The group's official radio station, al-Bayan, said Monday morning that, "Over 100 Crusaders killed and injured after an attack on their gathering at a night club in America."
"We begin from America, where Allah has enabled brother Omar Mateen, one of the soldiers of the Caliphate in America, to carry out a raid where he was able to infiltrate a Crusaders' gathering at a gay night club in Orlando, Florida. Allah enabled him to inflict heavy casualties amongst the filthy Crusaders. He killed and injured over a hundred of them. This is the biggest raid to be carried in America after the raid of Manhattan 16 years ago. All praise to Allah."
ISIS has in the past claimed responsibility for attacks that did not originate within their command structure or territory, and analysts say this latest claim still does not prove ISIS was directly involved in the shooting.
The gunman behind the mass shooting has been identified as Port St. Lucie resident Omar Mateen, CBS News confirms. Officials are still investigating the exact motives for the shooting, and both ties to radical Islam as well as a general hate crime motivation are being considered.
A U.S. intel source tells CBS News that Mateen called 911 during the shooting from the bathroom. They called him back and that is when Mateen pledged alliance to ISIS and al Baghdadi.
The source tells CBS News that Mateen made two foreign trips, one in 2011 to Dubai and one to Saudi Arabia in 2012.
He was not on a current watch list. He was on the Terrorist Screening database when the FBI was questioning him.

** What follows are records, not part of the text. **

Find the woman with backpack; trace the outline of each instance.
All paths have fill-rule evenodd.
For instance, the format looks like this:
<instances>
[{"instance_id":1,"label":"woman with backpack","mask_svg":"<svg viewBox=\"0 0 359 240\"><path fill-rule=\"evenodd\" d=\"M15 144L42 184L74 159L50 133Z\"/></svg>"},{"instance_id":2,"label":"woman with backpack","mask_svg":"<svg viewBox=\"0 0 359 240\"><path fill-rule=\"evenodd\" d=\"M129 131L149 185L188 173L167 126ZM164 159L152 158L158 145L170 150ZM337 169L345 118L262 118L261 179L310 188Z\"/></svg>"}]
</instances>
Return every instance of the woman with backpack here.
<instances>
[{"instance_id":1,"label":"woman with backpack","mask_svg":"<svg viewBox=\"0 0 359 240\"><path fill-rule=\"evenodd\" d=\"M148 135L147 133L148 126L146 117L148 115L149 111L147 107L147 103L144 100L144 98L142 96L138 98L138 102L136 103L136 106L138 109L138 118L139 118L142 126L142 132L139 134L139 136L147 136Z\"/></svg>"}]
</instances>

The source tells CBS News he was removed when the FBI closed their investigation.
The 2013 investigation began when Mateen told co-workers and others he knew the Tsarnaev brothers who were responsible for the Boston marathon bombings.
The FBI confirmed at a press conference Sunday afternoon that federal authorities twice looked into Mateen in the past.
In 2014, Mateen was questioned because of what FBI Special Agent Ron Hopper called a possible connection to a suicide bomber
Hopper said agents contacted Mateen three times, but ultimately determined there was no reason to pursue an investigation.
"Those interviews turned out to be inconclusive so there was nothing to keep the investigation going," Hopper said.
Mateen's ex-wife told The Washington Post that she met him online about eight years ago and decided to move to Florida and marry him. The ex-wife, who wasn't named in the report, says at first the marriage was normal, but then he became abusive.
They were together for only a few months and her parents intervened when they learned Mateen had assaulted her. She says he wasn't very religious and gave no signs of radical Islam.
She said he owned a small-caliber handgun and worked as a guard at a nearby facility for juvenile delinquents.
Mateen's ex-wife said his family was from Afghanistan, but her ex-husband was born in New York. His family later moved to Florida.